Re: rsync backup to ext3-formatted usb flash drive?



On Mon, 2008-08-11 at 02:21 -0400, Rick Thomas wrote:
On Aug 10, 2008, at 2:12 AM, Brian Wells wrote:

Hi. I'm using svn-fast-backup (in the subversion-tools package) to
make
rsync backups of my subversion repository. The place I'm backing
up to
is on an ext3-formatted usb flash drive, and I'm wondering if this
is a
wise thing to do.

I know that flash drive blocks wear out after a certain number of
writes, and rsync uses hard links to avoid duplicate backup files. My
question is, does this mean that the inodes' reference counts will be
changed frequently enough that it might wear out that block of the
flash
drive any time soon? (I currently backup about 900 files one or two
times a day.) If so, is ext3 capable of using another block for the
inode, or will I lose the ability to read/write some files completely?

Thanks,
Brian


Here are some basic facts about USB flash drives:


The underlying NAND flash RAM is guaranteed for 100K writes (older
technology) or 1M (more recent). After that it's retention time
starts to decrease, sometimes to as little as a few weeks, and with
continued use eventually to complete failure. The retention time of
a new, fully-functional NAND flash RAM is hundreds of years.

USB flash drives have controller chips in the drive that, among other
things, talk USB protocol to the host. One of the other things they
do is try to distribute the writes over the available blocks,
extending the lifetime of the device beyond the raw lifetime of the
underlying NAND flash. But the firmware in the controller usually
assumes you are using a FAT file-system. If, for example, you use
EXT3 rather than FAT, you will probably confuse it. I don't know
what the effect will be on device life, but I'm guessing it will
probably be something like a return to the behavior of the raw NAND
flash.

Write blocks are large (4-8K or more). If you update one inode in a
block, you have to read the entire block, update the inode and write
the entire block back again. Each write to an inode causes an
effective write to all the inodes in the same block. So there's
roughly a 64x multiplier (8Kbytes/block divided by 128bytes/inode =
64 inodes/block) in the number of writes. Thus any given single
inode is good for roughly 16K updates before it wears out.
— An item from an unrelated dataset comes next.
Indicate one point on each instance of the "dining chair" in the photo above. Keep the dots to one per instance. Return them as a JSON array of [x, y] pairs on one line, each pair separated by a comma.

Let's suppose your rsync backup causes a small number of updates for
each inode it touches. Call it 10, conservatively (it very well
could be as low as 1 or 2 -- I don't know enough of the details of
how rsync works at the filesystem level). That gives you about 1600
rsync runs before you start to wear out the inodes. At twice a day,
you can safely use your USB flash drive for 800 days, or between 2
and 3 years.

So here's what I'd do. Use your USB flash drive for a year, then
retire it to the long-term archives and replace it with a new one.
Let that be one of those things you do on or near your birthday, like
schedule a checkup with your Doctor. Also: dismount the flash drive,
force an fsck, and remount it, every time you do a backup. This will
read and sanity-check every inode on the drive, without doing any
writes. If the fsck shows random errors, replace the drive because
it's probably starting to wear out.

Sound reasonable?


Rick



It does sound reasonable, with one sticking point: a lot of space in the
flash drive will never be used. I should have mentioned that; despite
having 900 files, the repository is currently only about 5 MB, and the
drive itself is 4 GB.

I'm looking at an alternative utility, svn-backup-dumps, in the same
package. I could do ~800 full backups, or many more incremental backups
with a full backup here and there, before running out of space. That
would only write most blocks once or twice, and once it filled up I
could erase old backups with only one write and reuse it, right? (If I
do this, should I reformat to FAT so the controllers won't be confused?)